What we’re reading: What Does It Mean To Be Present?

presentI’m a day late on Children’s Book Week but I hope you will forgive me!

I work in the school library on Fridays, and the best thing about that is that I get to peruse the shelves and get an idea of what is new and popular in the world of children’s literature. If I knew when I was starting out in my adult life what I know now I would have been a children’s librarian. Ah, well, there’s still time for that….

Anyway, a few weeks ago there was a new series on the shelf by Rana DiOrio, “What does it mean to be….?” and the one that particularly caught my eye was What Does It Mean To Be Present? Usually I am underwhelmed by books that try to teach children lofty concepts like presence and environmentalism (a notable exception, The Peace Book by Todd Parr, is one of my favorite children’s books ever written ever). I find that they are usually very preachy and over-simplify things to the point of missing the real truth of their subject. I usually prefer story books that get at these lessons in a more oblique way, like The Forgiveness Garden or Max’s Words.
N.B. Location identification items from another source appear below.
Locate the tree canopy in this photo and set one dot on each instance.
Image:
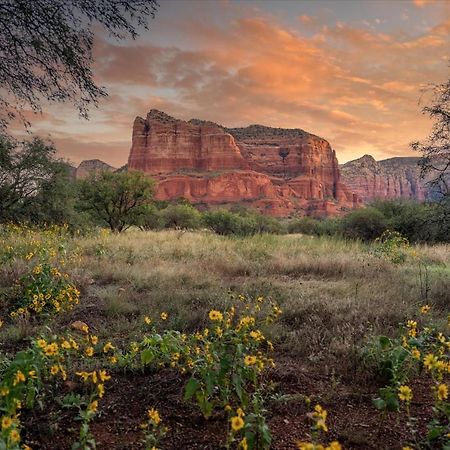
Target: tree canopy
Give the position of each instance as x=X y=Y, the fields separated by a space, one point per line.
x=117 y=199
x=29 y=171
x=435 y=150
x=46 y=50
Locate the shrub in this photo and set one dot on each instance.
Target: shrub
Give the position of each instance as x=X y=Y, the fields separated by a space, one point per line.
x=181 y=216
x=365 y=224
x=152 y=219
x=305 y=225
x=223 y=222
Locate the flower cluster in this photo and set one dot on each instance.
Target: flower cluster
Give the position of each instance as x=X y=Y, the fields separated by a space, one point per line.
x=45 y=290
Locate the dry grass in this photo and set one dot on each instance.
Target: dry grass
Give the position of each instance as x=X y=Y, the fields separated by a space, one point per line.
x=333 y=293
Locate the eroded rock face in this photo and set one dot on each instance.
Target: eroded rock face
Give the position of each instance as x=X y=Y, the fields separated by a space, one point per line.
x=162 y=144
x=92 y=165
x=278 y=171
x=387 y=179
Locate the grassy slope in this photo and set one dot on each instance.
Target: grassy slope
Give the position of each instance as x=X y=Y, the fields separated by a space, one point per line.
x=334 y=294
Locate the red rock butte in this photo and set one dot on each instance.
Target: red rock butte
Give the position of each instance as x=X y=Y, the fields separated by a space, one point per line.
x=280 y=172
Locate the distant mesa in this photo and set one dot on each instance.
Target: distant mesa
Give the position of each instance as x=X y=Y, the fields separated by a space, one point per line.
x=280 y=172
x=92 y=165
x=210 y=164
x=387 y=179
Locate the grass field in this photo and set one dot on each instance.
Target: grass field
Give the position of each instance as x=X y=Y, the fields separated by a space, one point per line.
x=335 y=296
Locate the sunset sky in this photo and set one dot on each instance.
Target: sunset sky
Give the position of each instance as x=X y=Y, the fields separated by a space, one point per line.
x=349 y=71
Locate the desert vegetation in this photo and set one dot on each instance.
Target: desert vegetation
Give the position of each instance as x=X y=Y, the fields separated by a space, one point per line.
x=190 y=339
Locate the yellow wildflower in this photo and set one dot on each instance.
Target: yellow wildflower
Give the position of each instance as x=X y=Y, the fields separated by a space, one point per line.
x=19 y=377
x=442 y=392
x=237 y=423
x=215 y=315
x=93 y=406
x=319 y=412
x=6 y=422
x=243 y=444
x=65 y=344
x=321 y=425
x=250 y=360
x=4 y=391
x=429 y=361
x=334 y=446
x=14 y=436
x=103 y=375
x=154 y=416
x=405 y=393
x=107 y=347
x=51 y=349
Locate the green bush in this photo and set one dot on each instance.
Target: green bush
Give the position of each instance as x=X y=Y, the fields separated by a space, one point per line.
x=152 y=219
x=418 y=222
x=224 y=222
x=365 y=224
x=182 y=216
x=305 y=225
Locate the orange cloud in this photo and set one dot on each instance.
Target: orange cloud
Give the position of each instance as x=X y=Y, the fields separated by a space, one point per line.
x=357 y=87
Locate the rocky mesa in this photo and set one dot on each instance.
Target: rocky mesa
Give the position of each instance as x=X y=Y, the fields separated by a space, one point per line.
x=387 y=179
x=278 y=171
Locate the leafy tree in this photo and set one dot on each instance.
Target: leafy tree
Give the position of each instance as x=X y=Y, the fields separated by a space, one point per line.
x=435 y=149
x=116 y=199
x=182 y=216
x=28 y=170
x=46 y=50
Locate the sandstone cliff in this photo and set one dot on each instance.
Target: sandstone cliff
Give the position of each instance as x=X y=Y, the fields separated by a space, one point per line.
x=92 y=165
x=281 y=172
x=386 y=179
x=163 y=144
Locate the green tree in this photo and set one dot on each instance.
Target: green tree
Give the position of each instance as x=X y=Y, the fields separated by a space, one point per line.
x=182 y=216
x=435 y=150
x=118 y=200
x=29 y=172
x=46 y=50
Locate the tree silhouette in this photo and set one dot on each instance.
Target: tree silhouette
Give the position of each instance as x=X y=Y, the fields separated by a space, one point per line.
x=46 y=50
x=435 y=150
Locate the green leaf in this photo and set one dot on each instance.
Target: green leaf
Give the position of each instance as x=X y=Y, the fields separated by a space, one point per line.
x=237 y=383
x=191 y=388
x=147 y=356
x=434 y=433
x=379 y=403
x=385 y=342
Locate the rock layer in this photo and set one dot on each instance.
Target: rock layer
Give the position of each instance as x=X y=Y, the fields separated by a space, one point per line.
x=162 y=144
x=86 y=167
x=386 y=179
x=278 y=171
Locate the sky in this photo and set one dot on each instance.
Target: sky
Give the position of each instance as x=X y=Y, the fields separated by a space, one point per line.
x=350 y=71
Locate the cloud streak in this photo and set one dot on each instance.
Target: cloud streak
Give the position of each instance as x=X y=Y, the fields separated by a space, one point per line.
x=356 y=85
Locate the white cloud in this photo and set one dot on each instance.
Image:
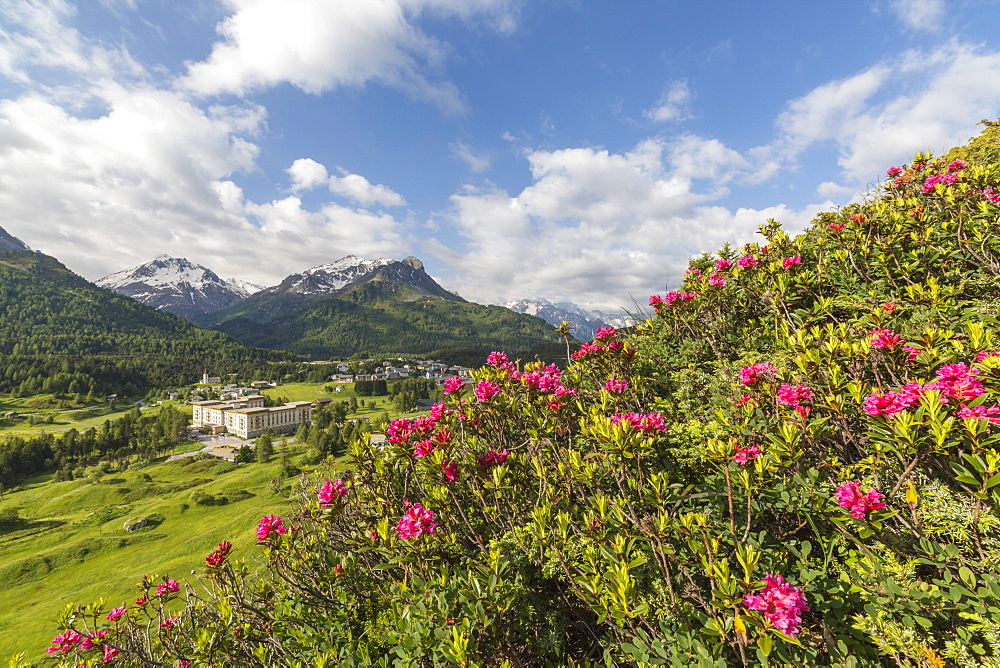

But this one I love. The illustrations by Eliza Wheeler are and adorable and pleasingly understated while profoundly enhancing the concepts for young children. Harry spent a long time studying the page about “focusing on what’s happening now, instead of thinking about what’s next”, noticing how the girl in the picture was half-heartedly working on her school work while gazing longingly at the playground outside. The book shows instead of tells, presenting examples of presence that are meaningful and doable for children such as listening carefully, tasting your food while you eat slowly, practicing gratitude, and enjoying the feel of your dog’s fur. The book is intended for children, but I know plenty of adults – myself included! – who would benefit from the lessons it contains.

We purchased the NOOK Kids Read-to-Me version of the book and my kids love listening to the child narrator whose voice makes the concepts all that much more accessible for them. And if you need one more thing to love about this book, the publisher, Little Pickle Press (founded and run by Rana DiOrio) is a Certified B Corporation with a commitment to social and environmental performance, accountability and transparency. (If you were looking to buy a dead tree copy of the book you can order directly from the publisher, or my favorite book seller, Better World Books, which is a Certified B Corporation as well.)

The future of the world passes through the family

Calligraphy by Thich Nhat Hanh

Calligraphy by Thich Nhat Hanh

The future of the world…passes through the family. ~ Pope John Paul II

Actually the full quote is, “The future of the world and the church passes through the family.” Though I’m not concerned with the future of the church (all due respect to those who are), the recognition that the future is determined by what goes on in our homes is extremely compelling.

Compelling, and a little intimidating.

I chose parenthood and entered into it with the benefit of personal, marital and financial stability. I actively prepared for it and continue to make it my priority. Still, I feel unequal to the task of nurturing two future changemakers. I make mistakes every day. I lose my temper and raise my voice. I work more than I should, and spend less time with my kids than they deserve. I don’t feed them enough fruits and veggies, and sometimes we have pizza three times in a week.

But at least I have a road map when it comes to my own family; I have an idea of what I want to accomplish. My obligation to my own family is clear to the extent that my goals are clear. What is significantly less clear to me is my obligation to the community at large. It is not my responsibility – indeed, not my right – to tell others how to live. Yet I have a deep conviction that our world would be a much better place if people developed a more peaceful approach to life, and I want to facilitate that shift.

If I want to see non-violence in the world, how can I support other families as well as my own?

I work hard to practice non-violence as I understand it. I encourage my own children to do the same. But we are just one small family, and while our family is important I want to do more.

On my home altar, I have the above message from Thich Nhat Hanh: Peace in oneself, peace in the world. On the one surface it seems obvious, hardly worth stating even, that peace on a large scale begins with individual people making individual choices that support peace. But this is one of those teachings that has layers of meaning that are peeled away the more you sit with it. Taken to a deeper level, peace is more than the absence of overt violence, and cultivating a peaceful heart has more subtle and more profound effect than simply refraining from causing obvious injury to another.

Recently I was listening to a lecture by MIchael Nagler on non-violence and mirror neurons. Neuroscientists have found that we have neurons that behave the same way when we do something as when we watch someone else do it, which helps explain why we feel nervous when someone checks out the strange noise in a horror movie and we cry when we see a Kleenex commercial.

I understand this as an anatomical or physiological underpinning of “vibes”. When I am around someone who is stressed out, I feel stressed. Spending time around someone who is angry leaves me feeling a bit angry myself. But when I am with someone who is peaceful and centered, I take a bit of that with me. My own state of mind is impacted by the people around me.

But it works the other way, too: we impact the states of mind of others. In this way, we can promote peace with everyone we meet without saying a word. If we walk in the world with peace in our hearts and minds, others people’s mirror neurons will reflect that and they will feel a bit more peaceful than they otherwise would have. The more we elevate the level of peace in ourselves, the more it is elevated in the people around us, and around them, and around the world.

How will you boost the peace factor in the world today?